Rana Raouda présentant son livre d’artistes dans son atelier. (Michel Sayegh)
Sur la grande table de travail, les livres sont posés. C'est avec beaucoup de délicatesse, presque religieusement, qu'il faudra les feuilleter, les effleurer et y pénétrer.
Comment a commencé cette aventure à deux et même à trois ? s'interroge-t-on. Rana Raouda, qui, malgré ses voyages et ses pérégrinations, a constamment le Liban au cœur, raconte : « Il y a quatre ans, je m'établissais à Annecy et je rencontrais le poète Michel Dunand qui y anime, avec ferveur, la "Maison de la poésie". Étant venu au Liban, il avait écrit certains poèmes sur le pays. Il me propose alors de faire ce livre d'artistes à deux. Ce qui m'a séduit dans ce projet, c'est de travailler sans règles ni contraintes, poursuit-elle. La seule exigence de ma part était le support.

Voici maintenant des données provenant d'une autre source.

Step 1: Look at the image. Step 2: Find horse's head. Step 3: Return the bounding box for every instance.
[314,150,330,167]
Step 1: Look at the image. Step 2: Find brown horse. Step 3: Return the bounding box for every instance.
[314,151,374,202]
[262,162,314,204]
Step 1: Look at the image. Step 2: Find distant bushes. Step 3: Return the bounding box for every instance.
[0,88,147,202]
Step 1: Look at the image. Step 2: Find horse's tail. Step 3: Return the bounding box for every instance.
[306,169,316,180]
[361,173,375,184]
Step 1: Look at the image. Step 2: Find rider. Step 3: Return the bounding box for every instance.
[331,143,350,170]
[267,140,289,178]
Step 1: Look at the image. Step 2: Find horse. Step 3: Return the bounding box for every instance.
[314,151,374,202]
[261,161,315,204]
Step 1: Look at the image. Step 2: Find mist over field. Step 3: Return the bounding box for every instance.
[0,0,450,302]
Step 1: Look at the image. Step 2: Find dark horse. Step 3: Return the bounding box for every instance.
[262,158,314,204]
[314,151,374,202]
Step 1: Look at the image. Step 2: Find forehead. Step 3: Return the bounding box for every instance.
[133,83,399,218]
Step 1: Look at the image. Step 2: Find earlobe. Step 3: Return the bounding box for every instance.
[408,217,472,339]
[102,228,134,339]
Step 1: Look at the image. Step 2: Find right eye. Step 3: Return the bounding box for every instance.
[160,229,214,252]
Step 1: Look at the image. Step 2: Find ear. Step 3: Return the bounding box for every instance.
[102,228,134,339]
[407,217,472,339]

Il me fallait un papier fait main. » Une texture qui a une histoire et une mémoire collective.
C'est après de multiples recherches que l'artiste-peintre tombe sur l'adresse d'un artisan papetier belge, Pascal Jeanjean. « Cette première étape franchie, souligne Raouda, il fallait se mettre à l'œuvre. »
Des mots et des couleurs
De cette belle expérience à deux vont naître deux recueils de poésies écrits par Dunand, avec une peinture réalisée par Raouda pour chaque texte, dissimulée sous papier intercalaire transparent. Le premier recueil s'intitule Libans (car, pour ce poète sensible, il n'y a pas un seul pays du Cèdre, mais plusieurs en un) et l'autre Météores. Libans comporte cinq poèmes et six peintures, tandis que Météores - hommage à des poètes disparus trop tôt comme Baudelaire, Pavese, Saint-Exupéry et Gibran Khalil Gibran - comprend douze textes et treize peintures. Ces recueils sont-ils un préambule à une large exposition à Annecy ou à une autre série ?
« Sur ce format carré et à travers l'opacité et la translucidité qui s'interposent, se mélangent et se superposent, la vie n'est pas un seul plan, dit Rana Raouda, mais des bagages et des étapes. Et si ce travail s'est accompli maintenant, c'est que moi-même j'y étais préparée. » D'autres pourront certainement suivre.
« Entre à ton tour, prends possession de la montagne, entre en toi », écrit le poète. Plus loin encore : « Se faire oreille, œil, peau, fleur et fruit. Lire avec le corps. On lit ainsi dans la langue originelle. On reçoit alors l'esprit. »
L'âme du poète, cette âme d'enfant, a aujourd'hui une alliée, la couleur, une couleur apprivoisée que Rana Raouda s'est faite sienne et qui décline en plusieurs teintes, mais sous une seule forme, celle de l'amour.
« Cet amour et cette beauté qui nous ont été interdits durant la guerre et auxquels je m'accrochais, dit l'artiste, je les ai propulsés en un seul jet sur papier et les ai mariés à la poésie épurée de Dunand. »
Mots et couleurs deviennent ainsi des fenêtres de l'âme par où la lumière pénètre en abondance.